The benefits of performing imaging studies in experimental TBI include the validation of TBI models and the elucidation of injury heterogeneity, which is inherent in human TBI. Analyzing and interpreting imaging data, a routine in clinical setting, in the context of histological changes, a major experimental outcome, would allow us to relate structural level changes to cellular level changes. For example, we currently have a limited understanding of how altered fractional anisotropy (FA) values relate to axonal function. Experimental TBI studies that integrate MRI and histopathology can address this important issue. Combined with yet another clinically relevant non-invasive technique that measures axonal functionality, magnetoencephalography (MEG), we can gain an even deeper understanding of the connection between structural changes and altered functionality (29, 30).
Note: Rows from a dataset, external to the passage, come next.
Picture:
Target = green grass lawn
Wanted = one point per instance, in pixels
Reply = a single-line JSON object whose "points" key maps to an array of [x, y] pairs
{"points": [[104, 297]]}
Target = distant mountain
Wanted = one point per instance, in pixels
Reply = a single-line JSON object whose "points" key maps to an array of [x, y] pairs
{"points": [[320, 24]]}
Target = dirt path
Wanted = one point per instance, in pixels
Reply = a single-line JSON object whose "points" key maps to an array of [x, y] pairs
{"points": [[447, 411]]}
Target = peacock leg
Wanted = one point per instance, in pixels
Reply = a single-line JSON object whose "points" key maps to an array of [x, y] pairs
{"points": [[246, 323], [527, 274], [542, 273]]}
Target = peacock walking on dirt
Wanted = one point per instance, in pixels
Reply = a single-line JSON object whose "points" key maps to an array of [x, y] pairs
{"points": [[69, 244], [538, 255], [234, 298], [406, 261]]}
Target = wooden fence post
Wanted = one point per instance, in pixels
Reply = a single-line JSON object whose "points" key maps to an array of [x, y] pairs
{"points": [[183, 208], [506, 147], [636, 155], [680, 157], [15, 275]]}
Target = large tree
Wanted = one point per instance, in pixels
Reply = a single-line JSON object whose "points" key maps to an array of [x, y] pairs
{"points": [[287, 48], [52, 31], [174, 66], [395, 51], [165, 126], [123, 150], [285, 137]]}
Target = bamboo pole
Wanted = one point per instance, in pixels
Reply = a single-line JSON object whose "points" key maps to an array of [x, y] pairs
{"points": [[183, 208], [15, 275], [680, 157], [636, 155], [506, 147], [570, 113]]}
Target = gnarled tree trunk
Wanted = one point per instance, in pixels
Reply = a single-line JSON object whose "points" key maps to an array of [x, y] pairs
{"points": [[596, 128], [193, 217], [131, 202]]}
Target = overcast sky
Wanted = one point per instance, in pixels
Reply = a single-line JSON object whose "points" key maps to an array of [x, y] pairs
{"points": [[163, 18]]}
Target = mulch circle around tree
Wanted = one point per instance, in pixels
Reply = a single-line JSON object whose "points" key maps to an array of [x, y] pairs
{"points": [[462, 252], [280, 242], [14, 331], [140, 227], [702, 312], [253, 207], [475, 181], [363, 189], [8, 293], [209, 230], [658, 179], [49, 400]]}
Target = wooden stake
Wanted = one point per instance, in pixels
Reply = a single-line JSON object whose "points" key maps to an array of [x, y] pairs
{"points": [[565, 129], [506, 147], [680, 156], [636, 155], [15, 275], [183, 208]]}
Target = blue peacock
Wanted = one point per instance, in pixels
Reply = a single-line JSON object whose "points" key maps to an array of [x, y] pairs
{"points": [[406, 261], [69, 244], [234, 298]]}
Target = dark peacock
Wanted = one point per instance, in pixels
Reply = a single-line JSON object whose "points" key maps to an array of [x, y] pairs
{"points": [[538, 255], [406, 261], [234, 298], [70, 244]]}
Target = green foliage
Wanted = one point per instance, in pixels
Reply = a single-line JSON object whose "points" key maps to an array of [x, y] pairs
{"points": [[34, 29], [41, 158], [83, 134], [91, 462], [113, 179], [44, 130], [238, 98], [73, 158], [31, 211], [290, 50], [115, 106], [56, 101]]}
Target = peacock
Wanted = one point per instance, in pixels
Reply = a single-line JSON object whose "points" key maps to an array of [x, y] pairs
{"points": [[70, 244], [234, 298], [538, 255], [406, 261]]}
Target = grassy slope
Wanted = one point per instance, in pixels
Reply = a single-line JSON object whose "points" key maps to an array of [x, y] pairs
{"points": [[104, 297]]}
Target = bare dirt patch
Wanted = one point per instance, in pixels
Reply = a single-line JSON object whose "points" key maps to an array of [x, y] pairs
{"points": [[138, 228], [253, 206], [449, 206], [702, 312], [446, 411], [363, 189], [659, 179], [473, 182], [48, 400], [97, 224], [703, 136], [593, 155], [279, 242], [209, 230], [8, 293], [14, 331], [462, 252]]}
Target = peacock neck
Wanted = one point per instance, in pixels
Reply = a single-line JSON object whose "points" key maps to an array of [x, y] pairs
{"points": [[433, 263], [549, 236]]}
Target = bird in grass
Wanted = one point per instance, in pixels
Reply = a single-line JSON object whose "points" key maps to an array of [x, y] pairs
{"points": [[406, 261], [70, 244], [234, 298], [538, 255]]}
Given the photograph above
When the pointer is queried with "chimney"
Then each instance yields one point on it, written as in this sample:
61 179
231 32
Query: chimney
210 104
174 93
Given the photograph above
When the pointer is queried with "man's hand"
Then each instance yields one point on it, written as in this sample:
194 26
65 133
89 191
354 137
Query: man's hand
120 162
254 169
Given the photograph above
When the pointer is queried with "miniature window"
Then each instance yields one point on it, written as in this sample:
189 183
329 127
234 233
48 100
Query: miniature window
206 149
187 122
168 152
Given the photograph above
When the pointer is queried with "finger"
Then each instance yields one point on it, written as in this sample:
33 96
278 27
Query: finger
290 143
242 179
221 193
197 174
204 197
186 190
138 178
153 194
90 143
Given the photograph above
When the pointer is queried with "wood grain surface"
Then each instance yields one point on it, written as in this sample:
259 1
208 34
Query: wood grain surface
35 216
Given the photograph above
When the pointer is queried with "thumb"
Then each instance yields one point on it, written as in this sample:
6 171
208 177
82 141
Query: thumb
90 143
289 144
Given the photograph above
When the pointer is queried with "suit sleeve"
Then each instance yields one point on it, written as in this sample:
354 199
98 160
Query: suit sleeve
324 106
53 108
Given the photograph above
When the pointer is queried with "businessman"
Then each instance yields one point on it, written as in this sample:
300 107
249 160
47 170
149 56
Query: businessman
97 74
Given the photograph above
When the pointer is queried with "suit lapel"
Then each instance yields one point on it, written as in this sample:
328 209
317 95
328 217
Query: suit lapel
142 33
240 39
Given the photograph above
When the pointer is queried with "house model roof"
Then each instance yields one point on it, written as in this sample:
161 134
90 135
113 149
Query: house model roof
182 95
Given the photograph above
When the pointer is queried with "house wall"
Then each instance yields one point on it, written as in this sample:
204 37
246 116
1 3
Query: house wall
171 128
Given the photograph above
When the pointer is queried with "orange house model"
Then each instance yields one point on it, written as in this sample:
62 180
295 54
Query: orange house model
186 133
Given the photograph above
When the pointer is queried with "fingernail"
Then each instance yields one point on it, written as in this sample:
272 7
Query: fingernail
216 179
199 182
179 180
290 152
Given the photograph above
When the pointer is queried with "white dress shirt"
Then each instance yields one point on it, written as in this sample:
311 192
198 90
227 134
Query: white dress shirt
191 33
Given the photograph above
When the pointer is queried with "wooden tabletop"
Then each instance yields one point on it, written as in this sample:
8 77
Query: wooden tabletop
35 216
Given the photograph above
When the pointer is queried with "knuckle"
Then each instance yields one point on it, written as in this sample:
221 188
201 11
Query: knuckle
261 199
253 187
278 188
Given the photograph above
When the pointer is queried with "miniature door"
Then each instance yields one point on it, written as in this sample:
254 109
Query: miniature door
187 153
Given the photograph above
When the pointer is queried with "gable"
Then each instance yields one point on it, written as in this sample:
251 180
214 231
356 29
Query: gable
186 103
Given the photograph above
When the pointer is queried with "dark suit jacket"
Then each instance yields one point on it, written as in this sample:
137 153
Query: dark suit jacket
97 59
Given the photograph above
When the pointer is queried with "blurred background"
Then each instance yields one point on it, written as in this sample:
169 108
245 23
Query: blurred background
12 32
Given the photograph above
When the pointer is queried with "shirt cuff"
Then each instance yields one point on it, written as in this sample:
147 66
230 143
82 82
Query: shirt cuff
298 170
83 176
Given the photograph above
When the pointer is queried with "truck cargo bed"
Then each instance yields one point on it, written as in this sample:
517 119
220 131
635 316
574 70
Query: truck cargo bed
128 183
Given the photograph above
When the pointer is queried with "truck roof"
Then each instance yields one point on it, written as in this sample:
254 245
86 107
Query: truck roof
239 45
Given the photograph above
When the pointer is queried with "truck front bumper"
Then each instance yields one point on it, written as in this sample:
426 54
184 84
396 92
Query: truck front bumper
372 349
Physiological parameters such as blood pressure, breathing, heart and pulse rates, and blood oxygen saturation are monitored in the NICU. Injury to the head alone can adversely affect vital physiological functions, e.g., by causing apnea. Apnea contributes to decreased blood oxygen saturation which in turn triggers complex downstream molecular events, including the activation of hypoxia-induced molecular compensatory mechanisms (31). However, severe head injury without additional trauma is very rare. Polytrauma, a frequent occurrence in severe human TBI cases, can substantially complicate the course and outcome of the brain injury but rarely modeled in experimental TBI.
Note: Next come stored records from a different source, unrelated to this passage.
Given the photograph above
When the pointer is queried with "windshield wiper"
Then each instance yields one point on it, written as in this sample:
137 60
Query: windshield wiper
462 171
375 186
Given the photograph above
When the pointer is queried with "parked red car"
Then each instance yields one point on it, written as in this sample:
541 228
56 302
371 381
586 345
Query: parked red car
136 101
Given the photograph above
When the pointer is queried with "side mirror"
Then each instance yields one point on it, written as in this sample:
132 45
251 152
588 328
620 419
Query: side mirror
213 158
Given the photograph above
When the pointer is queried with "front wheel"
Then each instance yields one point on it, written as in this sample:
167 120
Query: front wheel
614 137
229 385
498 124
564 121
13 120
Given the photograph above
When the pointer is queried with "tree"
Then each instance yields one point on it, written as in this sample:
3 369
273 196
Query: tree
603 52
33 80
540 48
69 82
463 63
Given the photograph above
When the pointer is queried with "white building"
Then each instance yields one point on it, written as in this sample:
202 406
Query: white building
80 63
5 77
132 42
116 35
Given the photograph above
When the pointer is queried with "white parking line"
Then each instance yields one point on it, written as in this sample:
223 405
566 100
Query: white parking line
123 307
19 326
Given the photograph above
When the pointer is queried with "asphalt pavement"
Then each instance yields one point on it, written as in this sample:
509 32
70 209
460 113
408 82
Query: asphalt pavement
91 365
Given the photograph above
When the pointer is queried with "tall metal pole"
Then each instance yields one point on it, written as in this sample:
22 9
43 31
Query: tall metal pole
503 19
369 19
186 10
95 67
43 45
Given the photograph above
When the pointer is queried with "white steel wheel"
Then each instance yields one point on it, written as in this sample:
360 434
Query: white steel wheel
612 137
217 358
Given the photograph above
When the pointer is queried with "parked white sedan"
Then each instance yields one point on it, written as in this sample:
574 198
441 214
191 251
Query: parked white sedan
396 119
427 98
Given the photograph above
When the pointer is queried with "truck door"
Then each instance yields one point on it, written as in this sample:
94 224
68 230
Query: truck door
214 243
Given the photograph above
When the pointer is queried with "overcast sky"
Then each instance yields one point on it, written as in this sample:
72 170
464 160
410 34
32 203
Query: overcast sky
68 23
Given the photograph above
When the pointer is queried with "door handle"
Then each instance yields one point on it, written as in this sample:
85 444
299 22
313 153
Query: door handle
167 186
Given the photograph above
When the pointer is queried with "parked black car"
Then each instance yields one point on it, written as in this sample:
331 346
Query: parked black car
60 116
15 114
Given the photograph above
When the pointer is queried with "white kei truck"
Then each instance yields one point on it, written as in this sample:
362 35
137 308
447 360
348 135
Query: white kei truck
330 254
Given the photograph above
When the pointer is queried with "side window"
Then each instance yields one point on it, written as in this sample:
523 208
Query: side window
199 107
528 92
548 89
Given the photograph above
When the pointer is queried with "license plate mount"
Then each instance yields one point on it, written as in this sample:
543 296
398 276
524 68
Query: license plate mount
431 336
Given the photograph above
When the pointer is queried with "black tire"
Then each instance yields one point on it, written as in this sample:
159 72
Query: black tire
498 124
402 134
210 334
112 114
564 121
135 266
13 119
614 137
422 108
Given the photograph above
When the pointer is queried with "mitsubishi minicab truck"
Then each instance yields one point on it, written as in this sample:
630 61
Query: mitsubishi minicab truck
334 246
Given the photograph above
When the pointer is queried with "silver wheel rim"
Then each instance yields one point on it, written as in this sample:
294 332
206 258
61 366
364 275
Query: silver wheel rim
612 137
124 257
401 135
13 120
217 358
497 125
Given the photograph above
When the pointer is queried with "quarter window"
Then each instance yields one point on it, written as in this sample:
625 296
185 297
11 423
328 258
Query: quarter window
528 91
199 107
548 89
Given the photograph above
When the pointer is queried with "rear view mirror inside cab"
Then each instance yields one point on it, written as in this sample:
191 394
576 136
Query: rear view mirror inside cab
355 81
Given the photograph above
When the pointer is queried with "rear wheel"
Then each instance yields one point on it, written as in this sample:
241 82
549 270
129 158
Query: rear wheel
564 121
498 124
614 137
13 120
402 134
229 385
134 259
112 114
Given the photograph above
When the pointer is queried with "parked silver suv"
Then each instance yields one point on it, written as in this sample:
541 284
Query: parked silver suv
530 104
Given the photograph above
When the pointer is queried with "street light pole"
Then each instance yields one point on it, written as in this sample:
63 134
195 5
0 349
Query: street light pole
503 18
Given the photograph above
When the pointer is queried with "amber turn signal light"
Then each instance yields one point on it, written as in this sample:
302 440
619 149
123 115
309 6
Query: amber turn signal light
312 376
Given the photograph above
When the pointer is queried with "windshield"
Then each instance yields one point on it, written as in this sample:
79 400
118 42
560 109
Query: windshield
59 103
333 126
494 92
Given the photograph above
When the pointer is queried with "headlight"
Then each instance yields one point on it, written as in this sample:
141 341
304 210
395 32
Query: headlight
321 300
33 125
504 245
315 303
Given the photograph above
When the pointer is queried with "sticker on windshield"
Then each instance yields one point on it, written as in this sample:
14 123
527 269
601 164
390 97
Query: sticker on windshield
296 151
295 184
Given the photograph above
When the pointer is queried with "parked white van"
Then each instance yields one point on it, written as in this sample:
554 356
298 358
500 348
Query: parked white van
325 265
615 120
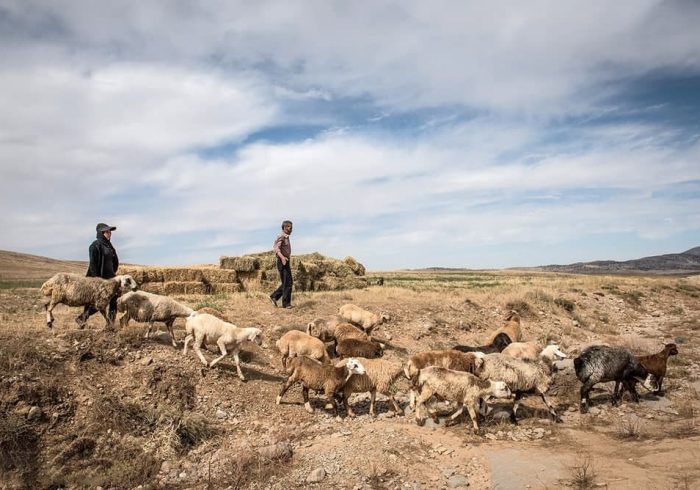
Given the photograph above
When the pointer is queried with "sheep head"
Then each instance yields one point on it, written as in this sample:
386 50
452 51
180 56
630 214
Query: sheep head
552 353
671 349
255 336
354 366
499 389
126 283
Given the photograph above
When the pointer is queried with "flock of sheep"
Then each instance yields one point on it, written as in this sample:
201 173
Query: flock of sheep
505 367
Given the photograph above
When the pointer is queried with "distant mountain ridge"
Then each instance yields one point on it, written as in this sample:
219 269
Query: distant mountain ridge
685 262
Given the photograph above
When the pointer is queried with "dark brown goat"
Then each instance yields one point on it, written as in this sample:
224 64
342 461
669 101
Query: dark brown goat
656 363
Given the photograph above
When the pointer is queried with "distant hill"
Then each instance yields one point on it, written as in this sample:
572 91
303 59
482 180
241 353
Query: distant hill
687 262
19 267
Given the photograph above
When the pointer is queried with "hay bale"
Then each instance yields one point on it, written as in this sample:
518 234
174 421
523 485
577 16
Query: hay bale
245 263
226 287
181 274
357 268
174 287
215 276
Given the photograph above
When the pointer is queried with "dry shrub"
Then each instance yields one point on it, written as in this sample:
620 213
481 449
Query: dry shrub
522 307
170 431
629 429
19 445
583 473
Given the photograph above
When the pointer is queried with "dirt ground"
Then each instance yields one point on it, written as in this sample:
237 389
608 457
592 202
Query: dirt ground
91 408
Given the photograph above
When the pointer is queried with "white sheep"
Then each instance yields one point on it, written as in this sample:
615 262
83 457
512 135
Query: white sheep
530 351
367 320
319 377
205 328
521 377
296 343
458 386
381 376
148 307
77 290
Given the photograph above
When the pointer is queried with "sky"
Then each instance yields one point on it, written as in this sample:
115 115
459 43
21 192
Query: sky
406 133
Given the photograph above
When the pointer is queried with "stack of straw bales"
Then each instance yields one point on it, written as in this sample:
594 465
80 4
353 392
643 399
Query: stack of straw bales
184 280
310 272
255 272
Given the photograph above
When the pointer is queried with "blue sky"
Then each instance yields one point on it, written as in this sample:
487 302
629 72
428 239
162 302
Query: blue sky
405 134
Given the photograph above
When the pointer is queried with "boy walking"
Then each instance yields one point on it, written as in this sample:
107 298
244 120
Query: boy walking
283 252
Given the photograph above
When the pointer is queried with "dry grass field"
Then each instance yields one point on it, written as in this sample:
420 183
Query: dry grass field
89 408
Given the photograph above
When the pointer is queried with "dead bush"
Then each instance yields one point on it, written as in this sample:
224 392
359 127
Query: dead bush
582 473
19 445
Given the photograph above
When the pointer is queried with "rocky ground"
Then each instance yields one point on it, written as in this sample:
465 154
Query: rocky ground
89 408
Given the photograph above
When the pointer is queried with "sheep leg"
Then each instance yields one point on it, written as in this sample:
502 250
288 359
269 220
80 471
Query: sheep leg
585 390
238 366
550 407
330 402
473 415
222 348
124 320
188 339
197 346
420 401
397 407
516 404
307 404
630 385
169 326
346 402
290 381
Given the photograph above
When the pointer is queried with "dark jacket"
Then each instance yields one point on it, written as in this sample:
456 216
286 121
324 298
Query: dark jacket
103 259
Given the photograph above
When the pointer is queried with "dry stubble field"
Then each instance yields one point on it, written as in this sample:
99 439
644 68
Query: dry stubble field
89 408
The monitoring of vitals, such as heart rate, breathing rate, and oxygen saturation, is seldom performed in experimental TBI despite the availability of devices (and analysis software) specifically adapted for use in rodents (32, 33). Monitoring such parameters in experimental TBI and analyzing the data in the context of histological and molecular (and functional) outcomes would help clarify the role the secondary injury process plays in affecting systemic pathological changes. This knowledge would provide the basis for improving current NICU practices and making TBI models more clinically relevant.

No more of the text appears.